- Written by: Kashif Anwar
- Directed by: Shahzad Kashmiri
- Creative director: Muhammad Awais
- Starring: Mawra Hocane
- Opening theme: Amanat Ali
- Country of origin: Pakistan
- Original language: Urdu
- No. of episodes: 16

Production
- Executive producer: Fasih Ur Rehman
- Producers: Shahzad Kashmiri Imran Raza
- Production companies: Nuqta Productions Multiverse Entertainment

Original release
- Network: Green Entertainment
- Release: 13 July – 26 October 2023

= Nauroz (TV series) =

2023 Pakistani television series

Nauroz is a 2023 Pakistani television series that premiered on Green Entertainment, directed by Shahzad Kashmiri, who co-produced it as well. The series features Mawra Hocane as the main protagonist. The plot focuses on a girl from a small village and her journey to a big city where she learns the philosophy of life.

== Plot ==
Armaghan Khan, a civil servant, marries Pariwash but faces marital issues. He finds solace in a Tawaif and proposes to her. The Tawaif dies during childbirth, leaving a baby girl named Rishtina. Armaghan's family rejects Rishtina, and his first wife leaves him. Armaghan secretly gives Rishtina to his friend Dervesh Khan, and dies the next day. Living in a remote town Jalalam, located between mountains, Rishtina grows up in isolation and turns twenty in a secret basement, believing the outside world is dangerous due to the deception by her adoptive parents, Darvesh and Ammara. Tragedy strikes when Ammara dies, and Rishtina learns the whole truth.

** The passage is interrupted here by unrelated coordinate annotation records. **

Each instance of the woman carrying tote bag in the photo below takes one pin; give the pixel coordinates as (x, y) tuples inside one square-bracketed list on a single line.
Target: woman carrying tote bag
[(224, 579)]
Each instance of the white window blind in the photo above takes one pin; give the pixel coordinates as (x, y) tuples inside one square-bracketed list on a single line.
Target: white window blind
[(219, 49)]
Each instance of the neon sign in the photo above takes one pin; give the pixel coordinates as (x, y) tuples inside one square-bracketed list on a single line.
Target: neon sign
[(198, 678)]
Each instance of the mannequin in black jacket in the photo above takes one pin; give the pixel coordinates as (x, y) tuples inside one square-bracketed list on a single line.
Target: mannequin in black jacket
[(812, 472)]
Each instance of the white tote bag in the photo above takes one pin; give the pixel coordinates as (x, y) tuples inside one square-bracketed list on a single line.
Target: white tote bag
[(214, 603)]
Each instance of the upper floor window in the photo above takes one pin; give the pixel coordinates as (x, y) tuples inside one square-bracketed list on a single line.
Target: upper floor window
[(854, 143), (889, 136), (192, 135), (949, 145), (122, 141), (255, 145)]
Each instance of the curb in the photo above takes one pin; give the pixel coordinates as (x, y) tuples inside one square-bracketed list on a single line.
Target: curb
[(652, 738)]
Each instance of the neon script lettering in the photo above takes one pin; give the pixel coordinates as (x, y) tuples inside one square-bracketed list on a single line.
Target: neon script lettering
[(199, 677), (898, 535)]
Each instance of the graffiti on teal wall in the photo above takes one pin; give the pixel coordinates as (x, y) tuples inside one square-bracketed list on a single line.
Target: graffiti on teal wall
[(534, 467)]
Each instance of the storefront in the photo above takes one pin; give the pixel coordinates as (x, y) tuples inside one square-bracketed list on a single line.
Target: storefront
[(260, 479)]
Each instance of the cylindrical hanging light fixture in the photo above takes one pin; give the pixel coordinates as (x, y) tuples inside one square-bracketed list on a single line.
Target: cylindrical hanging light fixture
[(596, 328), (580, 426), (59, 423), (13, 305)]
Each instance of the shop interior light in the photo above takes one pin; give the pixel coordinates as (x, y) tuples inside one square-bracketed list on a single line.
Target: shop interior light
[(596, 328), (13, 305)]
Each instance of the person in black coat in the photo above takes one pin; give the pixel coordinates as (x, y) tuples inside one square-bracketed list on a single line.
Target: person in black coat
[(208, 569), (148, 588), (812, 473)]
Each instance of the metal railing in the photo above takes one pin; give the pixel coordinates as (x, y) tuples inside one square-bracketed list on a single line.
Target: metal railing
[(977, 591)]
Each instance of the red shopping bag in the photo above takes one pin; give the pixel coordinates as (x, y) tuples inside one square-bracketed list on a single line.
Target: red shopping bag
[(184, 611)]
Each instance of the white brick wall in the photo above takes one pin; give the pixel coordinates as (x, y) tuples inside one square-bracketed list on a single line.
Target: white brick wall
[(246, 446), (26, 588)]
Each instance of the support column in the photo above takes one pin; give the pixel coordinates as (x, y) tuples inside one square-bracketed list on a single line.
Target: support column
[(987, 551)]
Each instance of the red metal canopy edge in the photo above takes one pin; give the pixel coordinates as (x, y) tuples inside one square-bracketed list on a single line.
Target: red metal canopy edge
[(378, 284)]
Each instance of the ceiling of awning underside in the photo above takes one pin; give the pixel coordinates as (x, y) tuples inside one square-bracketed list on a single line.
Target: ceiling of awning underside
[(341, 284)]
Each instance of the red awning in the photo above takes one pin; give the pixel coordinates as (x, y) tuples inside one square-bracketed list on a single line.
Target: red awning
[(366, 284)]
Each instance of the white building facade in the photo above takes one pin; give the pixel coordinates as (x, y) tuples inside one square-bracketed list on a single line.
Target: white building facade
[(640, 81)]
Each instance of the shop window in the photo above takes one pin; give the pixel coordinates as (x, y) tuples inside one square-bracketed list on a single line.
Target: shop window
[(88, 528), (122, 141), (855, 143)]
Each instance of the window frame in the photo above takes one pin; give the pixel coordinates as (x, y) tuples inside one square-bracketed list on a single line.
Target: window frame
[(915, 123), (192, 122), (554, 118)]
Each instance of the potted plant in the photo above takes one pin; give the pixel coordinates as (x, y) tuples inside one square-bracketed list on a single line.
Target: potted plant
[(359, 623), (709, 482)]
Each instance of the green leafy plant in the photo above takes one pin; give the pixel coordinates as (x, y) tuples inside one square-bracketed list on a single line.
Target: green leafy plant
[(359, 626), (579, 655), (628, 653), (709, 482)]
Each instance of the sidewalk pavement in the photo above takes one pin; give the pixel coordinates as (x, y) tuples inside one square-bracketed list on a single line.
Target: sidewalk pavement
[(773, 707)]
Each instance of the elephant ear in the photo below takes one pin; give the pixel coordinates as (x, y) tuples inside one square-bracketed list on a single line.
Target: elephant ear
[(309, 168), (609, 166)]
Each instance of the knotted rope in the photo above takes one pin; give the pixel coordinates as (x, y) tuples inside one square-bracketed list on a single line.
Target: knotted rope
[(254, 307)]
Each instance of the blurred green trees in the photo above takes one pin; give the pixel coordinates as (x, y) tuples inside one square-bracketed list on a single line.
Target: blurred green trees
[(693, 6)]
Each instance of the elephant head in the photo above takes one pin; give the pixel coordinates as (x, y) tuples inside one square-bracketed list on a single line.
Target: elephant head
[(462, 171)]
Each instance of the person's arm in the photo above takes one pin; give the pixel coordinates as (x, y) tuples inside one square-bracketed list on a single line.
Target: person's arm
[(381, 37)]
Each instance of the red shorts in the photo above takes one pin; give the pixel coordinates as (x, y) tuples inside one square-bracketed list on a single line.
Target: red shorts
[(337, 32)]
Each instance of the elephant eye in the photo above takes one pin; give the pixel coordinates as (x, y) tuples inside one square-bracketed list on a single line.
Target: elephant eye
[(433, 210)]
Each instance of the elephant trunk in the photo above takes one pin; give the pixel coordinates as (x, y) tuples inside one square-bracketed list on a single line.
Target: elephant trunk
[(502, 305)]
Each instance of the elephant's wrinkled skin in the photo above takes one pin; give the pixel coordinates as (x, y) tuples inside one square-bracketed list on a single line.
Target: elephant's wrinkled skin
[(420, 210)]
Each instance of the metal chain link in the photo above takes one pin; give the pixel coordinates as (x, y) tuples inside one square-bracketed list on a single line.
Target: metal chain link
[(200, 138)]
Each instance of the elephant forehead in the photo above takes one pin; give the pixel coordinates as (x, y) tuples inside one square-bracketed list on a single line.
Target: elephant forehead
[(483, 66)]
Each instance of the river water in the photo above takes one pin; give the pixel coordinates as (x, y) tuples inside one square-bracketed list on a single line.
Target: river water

To protect Rishtina from her grandfather Karvaan Khan, who wants to kill her for being the daughter of a Tawaif, Darvesh Khan sends her to Islamabad to live with Ahsan, a friend of Armaghan. She arrives to find Ahsan paralyzed and with nowhere else to go. Ahsan's daughter-in-law, Sadaf, behaves harshly towards her and decides to stay in a hotel. When a hotel worker tries to assault her, she runs away and is compelled to spend her life on the road. After spending several nights on the road, she gets into a car accident. The car was driven by Hira, a famous TikToker, who brings her to her house. She decides to keep Rishtina in her house until her full recovery.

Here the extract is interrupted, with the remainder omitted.